In order to obtain the relevant summary estimates, run the *pheno_input()* function with:

  - *snps* is a character vector giving the rsid identifiers of the genetic variants.
  - *exposure* is a character vector giving the name of the risk factor.
  - *pmidE* is the PubMed ID of the paper where the association estimates with the exposure were first published.
  - *ancestryE* is the ancestry of the participants on whom the association estimates with the exposure were estimated. (For some traits and PubMed IDs, results are given for multiple ancestries.) Usually, ancestry is *"European"* or *"Mixed"*.
  - *outcome* is a character vector giving the name of the outcome.
  - *pmidO* is the PubMed ID of the paper where the association estimates with the outcome were first published.
  - *ancestryO* is the ancestry of the participants on whom the association estimates with the exposure were estimated.

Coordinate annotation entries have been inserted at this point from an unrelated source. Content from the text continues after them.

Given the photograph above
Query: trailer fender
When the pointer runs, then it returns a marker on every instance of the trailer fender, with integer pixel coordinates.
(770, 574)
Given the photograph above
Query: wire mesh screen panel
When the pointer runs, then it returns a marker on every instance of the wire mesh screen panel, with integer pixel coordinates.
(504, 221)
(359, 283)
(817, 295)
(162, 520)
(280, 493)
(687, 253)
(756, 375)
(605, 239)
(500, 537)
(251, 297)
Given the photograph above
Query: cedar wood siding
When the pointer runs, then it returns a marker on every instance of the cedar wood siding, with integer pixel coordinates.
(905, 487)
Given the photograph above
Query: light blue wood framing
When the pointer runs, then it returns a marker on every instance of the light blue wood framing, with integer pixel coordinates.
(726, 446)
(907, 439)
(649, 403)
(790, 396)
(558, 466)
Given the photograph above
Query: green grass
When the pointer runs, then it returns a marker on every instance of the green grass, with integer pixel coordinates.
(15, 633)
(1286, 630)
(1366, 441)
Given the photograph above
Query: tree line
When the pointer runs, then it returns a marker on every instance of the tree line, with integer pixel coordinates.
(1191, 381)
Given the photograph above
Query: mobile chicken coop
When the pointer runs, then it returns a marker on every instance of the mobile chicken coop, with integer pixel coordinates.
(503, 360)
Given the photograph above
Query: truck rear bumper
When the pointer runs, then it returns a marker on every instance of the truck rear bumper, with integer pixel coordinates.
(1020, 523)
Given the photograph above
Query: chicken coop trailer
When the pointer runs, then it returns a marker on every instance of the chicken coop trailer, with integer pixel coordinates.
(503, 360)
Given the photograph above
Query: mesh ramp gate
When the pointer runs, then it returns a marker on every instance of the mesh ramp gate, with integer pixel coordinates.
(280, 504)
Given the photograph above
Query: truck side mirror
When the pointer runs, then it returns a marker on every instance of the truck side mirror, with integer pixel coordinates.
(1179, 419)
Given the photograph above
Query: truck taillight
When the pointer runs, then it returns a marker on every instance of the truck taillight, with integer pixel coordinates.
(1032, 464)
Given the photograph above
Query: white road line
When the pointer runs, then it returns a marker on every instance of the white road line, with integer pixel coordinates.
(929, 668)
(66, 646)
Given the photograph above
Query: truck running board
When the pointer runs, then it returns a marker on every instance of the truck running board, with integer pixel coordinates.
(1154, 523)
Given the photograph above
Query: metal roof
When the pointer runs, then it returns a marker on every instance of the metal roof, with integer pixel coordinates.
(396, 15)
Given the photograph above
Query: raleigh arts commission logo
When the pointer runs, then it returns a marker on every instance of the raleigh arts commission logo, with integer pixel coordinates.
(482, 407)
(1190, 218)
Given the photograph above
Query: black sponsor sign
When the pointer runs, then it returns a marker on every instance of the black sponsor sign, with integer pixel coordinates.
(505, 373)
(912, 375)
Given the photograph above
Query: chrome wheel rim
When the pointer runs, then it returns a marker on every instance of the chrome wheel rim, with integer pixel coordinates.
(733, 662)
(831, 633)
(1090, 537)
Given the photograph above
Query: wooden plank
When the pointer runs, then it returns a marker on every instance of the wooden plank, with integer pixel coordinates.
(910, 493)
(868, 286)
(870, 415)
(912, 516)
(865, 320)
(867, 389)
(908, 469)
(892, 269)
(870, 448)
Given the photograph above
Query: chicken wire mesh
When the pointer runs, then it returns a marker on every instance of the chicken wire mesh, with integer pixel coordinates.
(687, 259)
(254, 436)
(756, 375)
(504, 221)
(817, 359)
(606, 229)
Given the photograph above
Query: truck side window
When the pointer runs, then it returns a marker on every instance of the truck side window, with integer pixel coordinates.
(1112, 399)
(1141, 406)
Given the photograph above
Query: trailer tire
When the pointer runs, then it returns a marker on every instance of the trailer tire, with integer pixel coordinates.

We note that the spelling of the exposure and outcome, the PubMed ID, and the ancestry information need to correspond exactly to the values in the PhenoScanner dataset. If these are not spelled exactly as in the PhenoScanner dataset (including upper/lower case), the association estimates will not be found.

## Example data

Two sets of data are provided as part of this package:

- *ldlc, ldlcse, hdlc, hdlcse, trig, trigse, chdlodds, chdloddsse*: these are the associations (beta-coefficients and standard errors) of 28 genetic variants with LDL-cholesterol, HDL-cholesterol, triglycerides, and coronary heart disease (CHD) risk (associations with CHD risk are log odds ratios) taken from Waterworth et al (2011) "Genetic variants influencing circulating lipid levels and risk of coronary artery disease", doi: 10.1161/atvbaha.109.201020.
- *calcium, calciumse, fastgluc, fastglucse*: these are the associations (beta-coefficients and standard errors) of 7 genetic variants in the *CASR* gene region. These 7 variants are all correlated, and the correlation matrix is provided as *calc.rho*. These data were analysed in Burgess et al (2015) "Using published data in Mendelian randomization: a blueprint for efficient identification of causal risk factors", doi: 10.1007/s10654-015-0011-z.